Les pays et les changements climatiques
Dans l’optique du développement durable combiné à la nouvelle réalité de la mondialisation, apparait le concept de l’ingérence écologique. Cette notion qui découle du lexique militaire est maintenant brandie par hommes politiques et scientifiques, qui trouvent une intervention armée justifiable si enfreinte écologique grave il y a. Le Brésil par exemple, qui coupe quelques centaines d’hectares de forêt vierge quotidiennement serait une cible potentielle, car il ne respecte en rien nos forêts, poumons de la terre. Une telle intervention serait une manœuvre sans doute très mal vue de la part de l’opinion publique, en plus d’attiser les tensions entre de grandes puissances économiques. À l’inverse, c’est la position avant-gardiste en matière de lutte contre les changements climatiques qu’ont adoptée certains pays industrialisés, auparavant dans l’ombre, qui les a positionnés sur l’échiquier international. Ils avancent l’hypothèse que si rien n’est fait, l’humanité sera alors confrontée à la plus grande crise de son histoire. Avec une telle idéologie, il est normal que ces pays soient les hôtes de conventions écologiques, qui tablent, dans un monde idéal, sur des réductions substantielles d’émissions de gaz à effet de serre. Malheureusement, ses réunions, bien trop souvent informelles, accueillent des délégués mal équipés, en provenance de pays en voie de développement, qui doivent eux aussi mettre la main à la pâte pour contrer le bouleversement de nos écosystèmes.

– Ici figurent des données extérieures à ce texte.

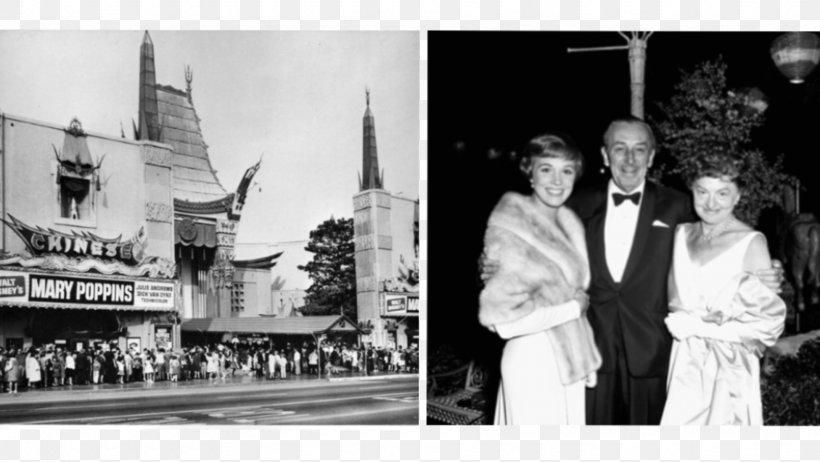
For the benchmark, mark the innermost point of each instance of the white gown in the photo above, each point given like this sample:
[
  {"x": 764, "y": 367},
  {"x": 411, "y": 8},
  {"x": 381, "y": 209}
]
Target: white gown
[
  {"x": 531, "y": 391},
  {"x": 714, "y": 375}
]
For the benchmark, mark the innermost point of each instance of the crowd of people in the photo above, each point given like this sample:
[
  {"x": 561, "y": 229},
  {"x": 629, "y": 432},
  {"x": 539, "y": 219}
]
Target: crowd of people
[{"x": 53, "y": 366}]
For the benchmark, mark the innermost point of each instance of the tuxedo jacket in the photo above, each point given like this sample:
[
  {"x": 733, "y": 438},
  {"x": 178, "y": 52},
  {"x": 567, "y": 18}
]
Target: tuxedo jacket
[{"x": 629, "y": 315}]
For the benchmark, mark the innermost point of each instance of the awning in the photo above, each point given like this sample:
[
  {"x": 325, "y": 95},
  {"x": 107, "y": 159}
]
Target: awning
[
  {"x": 187, "y": 232},
  {"x": 75, "y": 306},
  {"x": 303, "y": 325}
]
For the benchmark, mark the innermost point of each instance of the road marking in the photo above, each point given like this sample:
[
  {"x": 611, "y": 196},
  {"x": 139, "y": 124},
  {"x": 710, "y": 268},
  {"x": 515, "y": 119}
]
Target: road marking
[
  {"x": 349, "y": 414},
  {"x": 408, "y": 399},
  {"x": 216, "y": 409},
  {"x": 176, "y": 420}
]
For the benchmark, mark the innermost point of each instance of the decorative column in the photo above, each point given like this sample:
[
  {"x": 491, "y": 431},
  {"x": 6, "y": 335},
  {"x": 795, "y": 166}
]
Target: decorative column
[
  {"x": 374, "y": 245},
  {"x": 222, "y": 270}
]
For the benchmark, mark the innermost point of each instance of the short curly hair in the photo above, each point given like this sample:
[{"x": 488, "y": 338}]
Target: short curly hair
[
  {"x": 551, "y": 145},
  {"x": 720, "y": 163}
]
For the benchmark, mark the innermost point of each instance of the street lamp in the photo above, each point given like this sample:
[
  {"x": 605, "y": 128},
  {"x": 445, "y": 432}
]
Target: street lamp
[
  {"x": 636, "y": 44},
  {"x": 796, "y": 54}
]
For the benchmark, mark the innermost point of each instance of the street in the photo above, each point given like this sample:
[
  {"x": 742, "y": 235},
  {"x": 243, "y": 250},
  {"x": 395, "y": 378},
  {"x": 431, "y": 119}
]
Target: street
[{"x": 352, "y": 402}]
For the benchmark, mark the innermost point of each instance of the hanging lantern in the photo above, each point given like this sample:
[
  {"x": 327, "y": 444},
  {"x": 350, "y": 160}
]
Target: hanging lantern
[{"x": 796, "y": 54}]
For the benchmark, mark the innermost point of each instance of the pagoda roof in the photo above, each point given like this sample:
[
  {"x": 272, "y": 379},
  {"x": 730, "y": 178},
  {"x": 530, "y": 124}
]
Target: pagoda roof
[{"x": 195, "y": 180}]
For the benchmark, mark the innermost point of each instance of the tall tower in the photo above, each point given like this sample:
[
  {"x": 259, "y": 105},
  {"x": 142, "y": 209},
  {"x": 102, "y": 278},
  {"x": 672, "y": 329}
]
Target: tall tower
[
  {"x": 149, "y": 113},
  {"x": 370, "y": 156},
  {"x": 372, "y": 236}
]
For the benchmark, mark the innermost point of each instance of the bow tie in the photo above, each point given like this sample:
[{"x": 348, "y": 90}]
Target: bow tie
[{"x": 620, "y": 198}]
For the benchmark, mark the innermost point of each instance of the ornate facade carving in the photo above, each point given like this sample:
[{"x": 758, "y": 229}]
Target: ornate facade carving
[
  {"x": 225, "y": 240},
  {"x": 153, "y": 155},
  {"x": 153, "y": 267},
  {"x": 226, "y": 226},
  {"x": 361, "y": 201},
  {"x": 157, "y": 211},
  {"x": 367, "y": 284},
  {"x": 364, "y": 242}
]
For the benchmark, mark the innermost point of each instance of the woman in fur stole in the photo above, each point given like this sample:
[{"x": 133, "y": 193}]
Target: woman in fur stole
[{"x": 536, "y": 271}]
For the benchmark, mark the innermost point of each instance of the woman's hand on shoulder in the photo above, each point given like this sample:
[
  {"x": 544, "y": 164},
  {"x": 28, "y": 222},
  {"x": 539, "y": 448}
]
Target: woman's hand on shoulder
[
  {"x": 583, "y": 300},
  {"x": 758, "y": 262}
]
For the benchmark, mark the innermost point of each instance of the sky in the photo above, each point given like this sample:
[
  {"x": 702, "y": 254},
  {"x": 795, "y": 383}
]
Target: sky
[
  {"x": 294, "y": 98},
  {"x": 523, "y": 83}
]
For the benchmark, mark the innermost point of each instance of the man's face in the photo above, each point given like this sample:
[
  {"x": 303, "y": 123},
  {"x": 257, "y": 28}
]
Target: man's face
[{"x": 628, "y": 154}]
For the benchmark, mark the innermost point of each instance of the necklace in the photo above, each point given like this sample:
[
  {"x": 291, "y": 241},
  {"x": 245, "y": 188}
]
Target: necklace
[{"x": 716, "y": 231}]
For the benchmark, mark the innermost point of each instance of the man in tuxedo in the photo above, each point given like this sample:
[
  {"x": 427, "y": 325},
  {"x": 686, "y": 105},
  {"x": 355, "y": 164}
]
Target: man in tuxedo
[{"x": 630, "y": 225}]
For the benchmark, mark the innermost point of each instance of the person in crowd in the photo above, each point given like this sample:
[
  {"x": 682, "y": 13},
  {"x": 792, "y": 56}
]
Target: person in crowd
[
  {"x": 212, "y": 365},
  {"x": 81, "y": 367},
  {"x": 70, "y": 366},
  {"x": 297, "y": 362},
  {"x": 196, "y": 364},
  {"x": 160, "y": 365},
  {"x": 128, "y": 359},
  {"x": 174, "y": 366},
  {"x": 537, "y": 272},
  {"x": 45, "y": 367},
  {"x": 139, "y": 375},
  {"x": 630, "y": 225},
  {"x": 11, "y": 371},
  {"x": 58, "y": 368},
  {"x": 283, "y": 365},
  {"x": 313, "y": 362},
  {"x": 148, "y": 366},
  {"x": 273, "y": 363},
  {"x": 121, "y": 369},
  {"x": 722, "y": 317}
]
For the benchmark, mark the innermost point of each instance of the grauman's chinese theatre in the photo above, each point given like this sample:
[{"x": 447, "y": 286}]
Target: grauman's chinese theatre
[
  {"x": 386, "y": 234},
  {"x": 86, "y": 255},
  {"x": 107, "y": 239},
  {"x": 206, "y": 216}
]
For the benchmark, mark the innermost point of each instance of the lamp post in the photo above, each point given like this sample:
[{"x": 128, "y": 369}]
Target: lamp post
[
  {"x": 636, "y": 44},
  {"x": 796, "y": 54}
]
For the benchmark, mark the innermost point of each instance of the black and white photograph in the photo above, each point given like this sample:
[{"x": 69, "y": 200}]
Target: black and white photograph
[
  {"x": 623, "y": 228},
  {"x": 216, "y": 228}
]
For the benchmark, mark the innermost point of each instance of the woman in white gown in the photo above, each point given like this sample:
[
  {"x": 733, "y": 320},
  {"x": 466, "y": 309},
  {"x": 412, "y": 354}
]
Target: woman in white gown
[
  {"x": 722, "y": 317},
  {"x": 536, "y": 270}
]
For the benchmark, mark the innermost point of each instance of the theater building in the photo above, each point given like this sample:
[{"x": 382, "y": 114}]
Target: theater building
[
  {"x": 386, "y": 245},
  {"x": 105, "y": 239},
  {"x": 86, "y": 254},
  {"x": 206, "y": 215}
]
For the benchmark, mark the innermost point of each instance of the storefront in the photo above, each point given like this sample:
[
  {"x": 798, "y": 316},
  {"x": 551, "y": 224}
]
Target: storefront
[
  {"x": 401, "y": 318},
  {"x": 86, "y": 244},
  {"x": 81, "y": 312}
]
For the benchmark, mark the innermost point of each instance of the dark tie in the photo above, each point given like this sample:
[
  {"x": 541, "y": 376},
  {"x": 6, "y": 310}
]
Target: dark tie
[{"x": 620, "y": 198}]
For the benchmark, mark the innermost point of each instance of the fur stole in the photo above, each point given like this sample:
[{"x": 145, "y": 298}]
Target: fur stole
[{"x": 537, "y": 263}]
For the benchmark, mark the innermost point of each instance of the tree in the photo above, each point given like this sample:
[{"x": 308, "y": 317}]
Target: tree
[
  {"x": 704, "y": 116},
  {"x": 332, "y": 270}
]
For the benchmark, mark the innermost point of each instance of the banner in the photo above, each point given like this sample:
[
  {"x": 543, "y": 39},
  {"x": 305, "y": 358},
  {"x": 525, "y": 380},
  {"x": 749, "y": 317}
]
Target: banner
[
  {"x": 41, "y": 241},
  {"x": 401, "y": 305}
]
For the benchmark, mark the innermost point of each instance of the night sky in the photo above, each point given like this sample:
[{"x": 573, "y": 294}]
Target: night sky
[{"x": 496, "y": 90}]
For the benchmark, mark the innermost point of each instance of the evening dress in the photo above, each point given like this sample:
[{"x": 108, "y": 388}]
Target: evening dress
[{"x": 714, "y": 373}]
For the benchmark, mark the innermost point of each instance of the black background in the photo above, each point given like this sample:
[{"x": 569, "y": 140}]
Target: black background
[{"x": 496, "y": 90}]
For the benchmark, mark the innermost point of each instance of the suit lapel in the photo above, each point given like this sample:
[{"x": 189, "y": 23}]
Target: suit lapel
[
  {"x": 595, "y": 240},
  {"x": 642, "y": 232}
]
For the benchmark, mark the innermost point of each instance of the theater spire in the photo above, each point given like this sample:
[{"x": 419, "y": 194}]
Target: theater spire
[{"x": 370, "y": 177}]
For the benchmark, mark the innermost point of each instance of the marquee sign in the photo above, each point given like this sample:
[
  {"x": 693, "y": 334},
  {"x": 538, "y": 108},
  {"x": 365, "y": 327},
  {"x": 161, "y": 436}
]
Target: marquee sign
[
  {"x": 27, "y": 287},
  {"x": 401, "y": 305},
  {"x": 41, "y": 241}
]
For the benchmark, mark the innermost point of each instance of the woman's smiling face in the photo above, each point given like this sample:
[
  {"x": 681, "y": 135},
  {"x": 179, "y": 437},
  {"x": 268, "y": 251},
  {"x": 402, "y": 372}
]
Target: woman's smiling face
[
  {"x": 552, "y": 179},
  {"x": 715, "y": 198}
]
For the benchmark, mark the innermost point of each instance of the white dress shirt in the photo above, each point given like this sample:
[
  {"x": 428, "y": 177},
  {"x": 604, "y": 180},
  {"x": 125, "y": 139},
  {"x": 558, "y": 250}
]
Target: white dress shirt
[{"x": 619, "y": 229}]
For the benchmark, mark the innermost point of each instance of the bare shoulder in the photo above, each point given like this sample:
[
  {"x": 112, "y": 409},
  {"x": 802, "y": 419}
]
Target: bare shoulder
[{"x": 757, "y": 254}]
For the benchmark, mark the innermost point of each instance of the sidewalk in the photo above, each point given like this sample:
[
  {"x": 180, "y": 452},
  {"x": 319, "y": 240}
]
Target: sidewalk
[{"x": 191, "y": 387}]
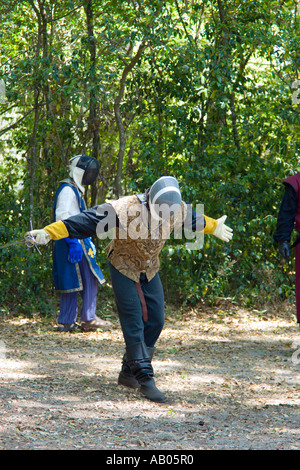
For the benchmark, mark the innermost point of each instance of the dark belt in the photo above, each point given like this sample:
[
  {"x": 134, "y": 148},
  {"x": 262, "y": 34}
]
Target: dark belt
[{"x": 143, "y": 301}]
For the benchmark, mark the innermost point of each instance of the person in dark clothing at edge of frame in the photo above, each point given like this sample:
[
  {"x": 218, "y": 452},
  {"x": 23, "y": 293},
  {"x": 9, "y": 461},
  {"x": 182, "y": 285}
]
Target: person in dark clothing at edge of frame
[
  {"x": 134, "y": 264},
  {"x": 289, "y": 219}
]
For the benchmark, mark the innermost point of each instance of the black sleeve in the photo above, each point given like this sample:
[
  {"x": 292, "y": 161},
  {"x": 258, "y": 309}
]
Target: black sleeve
[
  {"x": 286, "y": 215},
  {"x": 94, "y": 221}
]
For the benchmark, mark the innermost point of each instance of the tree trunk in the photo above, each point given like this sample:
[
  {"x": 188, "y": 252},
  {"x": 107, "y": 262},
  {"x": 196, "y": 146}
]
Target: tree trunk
[
  {"x": 93, "y": 119},
  {"x": 119, "y": 121}
]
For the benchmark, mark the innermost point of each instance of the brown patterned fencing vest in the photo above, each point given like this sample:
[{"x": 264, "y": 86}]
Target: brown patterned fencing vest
[{"x": 139, "y": 239}]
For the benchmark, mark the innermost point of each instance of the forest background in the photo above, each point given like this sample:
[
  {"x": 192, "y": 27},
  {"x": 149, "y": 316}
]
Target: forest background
[{"x": 206, "y": 91}]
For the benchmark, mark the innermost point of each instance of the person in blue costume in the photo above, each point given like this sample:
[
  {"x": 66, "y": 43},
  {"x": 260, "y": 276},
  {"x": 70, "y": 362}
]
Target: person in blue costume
[{"x": 74, "y": 263}]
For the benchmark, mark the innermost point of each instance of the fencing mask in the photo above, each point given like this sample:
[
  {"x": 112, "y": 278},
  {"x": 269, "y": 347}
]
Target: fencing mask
[
  {"x": 164, "y": 197},
  {"x": 84, "y": 170}
]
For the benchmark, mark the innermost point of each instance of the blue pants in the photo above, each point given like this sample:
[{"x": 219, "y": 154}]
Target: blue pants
[
  {"x": 135, "y": 330},
  {"x": 69, "y": 301}
]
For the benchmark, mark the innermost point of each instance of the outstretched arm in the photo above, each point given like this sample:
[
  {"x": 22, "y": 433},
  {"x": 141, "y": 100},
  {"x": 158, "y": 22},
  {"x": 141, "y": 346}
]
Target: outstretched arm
[{"x": 90, "y": 222}]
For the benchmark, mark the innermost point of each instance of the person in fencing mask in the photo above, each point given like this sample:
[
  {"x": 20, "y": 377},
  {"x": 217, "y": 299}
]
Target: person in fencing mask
[
  {"x": 134, "y": 266},
  {"x": 74, "y": 263}
]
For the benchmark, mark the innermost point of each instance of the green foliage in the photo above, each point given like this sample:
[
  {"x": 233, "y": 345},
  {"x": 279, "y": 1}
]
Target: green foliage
[{"x": 209, "y": 101}]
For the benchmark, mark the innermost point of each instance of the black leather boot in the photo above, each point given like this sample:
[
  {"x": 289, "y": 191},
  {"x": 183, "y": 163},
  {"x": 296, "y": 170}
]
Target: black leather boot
[
  {"x": 139, "y": 360},
  {"x": 126, "y": 377}
]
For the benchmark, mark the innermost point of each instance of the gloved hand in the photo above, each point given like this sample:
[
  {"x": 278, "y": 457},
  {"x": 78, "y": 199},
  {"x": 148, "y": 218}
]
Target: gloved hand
[
  {"x": 284, "y": 250},
  {"x": 75, "y": 250},
  {"x": 41, "y": 236},
  {"x": 222, "y": 231},
  {"x": 93, "y": 246}
]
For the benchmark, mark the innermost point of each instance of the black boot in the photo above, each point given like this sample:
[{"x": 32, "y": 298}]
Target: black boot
[
  {"x": 126, "y": 377},
  {"x": 139, "y": 360}
]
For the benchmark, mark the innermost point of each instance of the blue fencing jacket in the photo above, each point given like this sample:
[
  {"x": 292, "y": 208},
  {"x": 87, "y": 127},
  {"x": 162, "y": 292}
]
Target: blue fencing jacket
[{"x": 66, "y": 275}]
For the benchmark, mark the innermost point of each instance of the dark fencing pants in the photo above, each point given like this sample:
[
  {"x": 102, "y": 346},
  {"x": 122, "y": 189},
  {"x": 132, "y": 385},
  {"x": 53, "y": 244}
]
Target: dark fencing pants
[
  {"x": 297, "y": 266},
  {"x": 129, "y": 306}
]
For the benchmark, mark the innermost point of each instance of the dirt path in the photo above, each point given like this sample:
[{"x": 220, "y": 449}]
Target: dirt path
[{"x": 232, "y": 378}]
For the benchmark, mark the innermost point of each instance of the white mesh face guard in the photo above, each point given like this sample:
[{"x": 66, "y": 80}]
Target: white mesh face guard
[
  {"x": 84, "y": 170},
  {"x": 164, "y": 197}
]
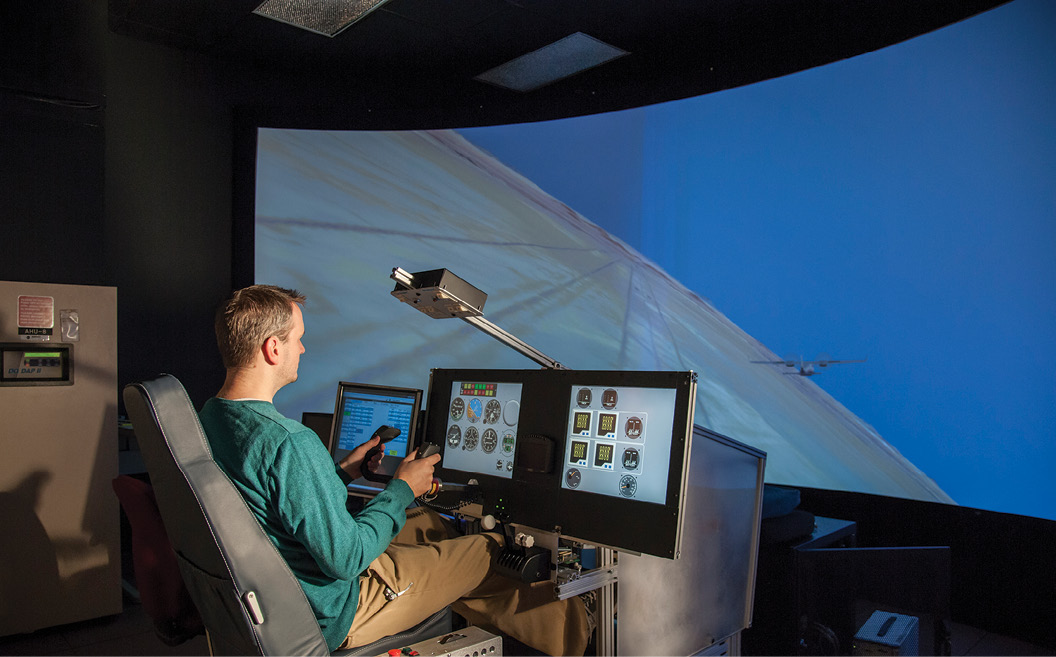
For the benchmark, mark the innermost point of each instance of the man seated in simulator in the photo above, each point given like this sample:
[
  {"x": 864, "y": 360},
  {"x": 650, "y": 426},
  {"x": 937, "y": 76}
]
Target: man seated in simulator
[{"x": 382, "y": 569}]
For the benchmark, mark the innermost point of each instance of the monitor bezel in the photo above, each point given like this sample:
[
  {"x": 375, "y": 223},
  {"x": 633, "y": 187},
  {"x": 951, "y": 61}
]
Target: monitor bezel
[
  {"x": 538, "y": 499},
  {"x": 413, "y": 393}
]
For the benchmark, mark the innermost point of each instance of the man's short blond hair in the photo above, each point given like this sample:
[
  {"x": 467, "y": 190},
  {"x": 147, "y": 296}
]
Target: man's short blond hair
[{"x": 249, "y": 317}]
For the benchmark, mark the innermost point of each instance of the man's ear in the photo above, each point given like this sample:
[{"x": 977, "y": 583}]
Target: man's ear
[{"x": 270, "y": 351}]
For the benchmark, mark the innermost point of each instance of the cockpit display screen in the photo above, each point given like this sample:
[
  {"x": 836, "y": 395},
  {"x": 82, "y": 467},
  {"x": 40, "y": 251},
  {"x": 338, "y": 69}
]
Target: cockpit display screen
[
  {"x": 619, "y": 456},
  {"x": 482, "y": 428}
]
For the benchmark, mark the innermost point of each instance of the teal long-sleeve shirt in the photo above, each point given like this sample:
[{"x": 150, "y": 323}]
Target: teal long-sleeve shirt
[{"x": 291, "y": 485}]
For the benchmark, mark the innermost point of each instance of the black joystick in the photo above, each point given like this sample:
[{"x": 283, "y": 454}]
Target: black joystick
[{"x": 385, "y": 433}]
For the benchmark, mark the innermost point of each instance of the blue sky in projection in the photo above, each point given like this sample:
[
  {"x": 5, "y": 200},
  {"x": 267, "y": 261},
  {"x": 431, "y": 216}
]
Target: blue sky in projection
[{"x": 899, "y": 206}]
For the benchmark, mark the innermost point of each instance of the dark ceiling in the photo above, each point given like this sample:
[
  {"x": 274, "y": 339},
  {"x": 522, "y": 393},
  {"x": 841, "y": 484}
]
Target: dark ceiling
[{"x": 411, "y": 63}]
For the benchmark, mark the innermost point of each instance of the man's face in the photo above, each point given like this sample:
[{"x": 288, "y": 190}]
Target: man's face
[{"x": 291, "y": 348}]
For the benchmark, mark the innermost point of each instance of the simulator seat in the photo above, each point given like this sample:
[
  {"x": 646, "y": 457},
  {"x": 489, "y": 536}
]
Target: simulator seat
[{"x": 248, "y": 599}]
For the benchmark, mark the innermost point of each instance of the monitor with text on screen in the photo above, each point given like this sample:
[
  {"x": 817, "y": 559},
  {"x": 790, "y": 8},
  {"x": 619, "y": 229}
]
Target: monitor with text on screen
[
  {"x": 599, "y": 454},
  {"x": 361, "y": 408}
]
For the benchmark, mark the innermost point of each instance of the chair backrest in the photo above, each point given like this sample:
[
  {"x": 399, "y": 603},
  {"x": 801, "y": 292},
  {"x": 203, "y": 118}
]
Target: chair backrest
[{"x": 248, "y": 598}]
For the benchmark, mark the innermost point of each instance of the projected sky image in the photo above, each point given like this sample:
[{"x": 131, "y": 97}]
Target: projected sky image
[{"x": 897, "y": 207}]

Sort de ses rencontres des plans et protocoles très techniques, où sont ciblés des objectifs jugés faciles à atteindre, selon la communauté scientifique. Évidemment, les progrès réalisés sont souvent contingents. Pour éviter d’en arriver là, la communauté internationale a adoptée quelques mesures dissuasives à l’endroit des pays réticents à faire leur part, dont leurs exclusions au mécanisme d’assouplissement prévu par la bourse du carbone. Ce genre de tribunes, même si elles se soldent parfois par un échec, capte l’attention médiatique pendant quelques jours ce qui, en soi, est très bénéfique. On en vient parfois même à aviver l’opinion publique, qui fait alors pression sur les différents groupes politiques en place.
Le trio indo-sino-américain est actuellement dans la mire des organismes environnementaux. En effet, à elles seules ses trois grandes puissances émettent l’essentiel des gaz à effet de serre. Sans leur collaboration dans la lutte aux changements climatiques, les efforts entrepris par les pays européens notamment n’auront pas de solides impacts. L’arrivé prochaine d’une administration démocrate à la Maison-Blanche va probablement changer la donne estime M. Le Prestre, bien que plusieurs variables déterminantes restent encore à établir. Le processus pour s’inscrire dans une démarche de stabilisation, voir de réductions de la pollution qui se dégage en atmosphère est long fastidieux, ce qui laisse croire que rien ne sera fait de la part des États-Unis avant quelques années.
Depuis maintenant trente ans, l’humanité a effectuée des pas de géants dans la conscientisation face au grave problème que représentent les bouleversements climatiques. Reste maintenant à voir jusqu’où nous serons prêts à sacrifier ou encore à réformer notre développement économique au profit des écosystèmes.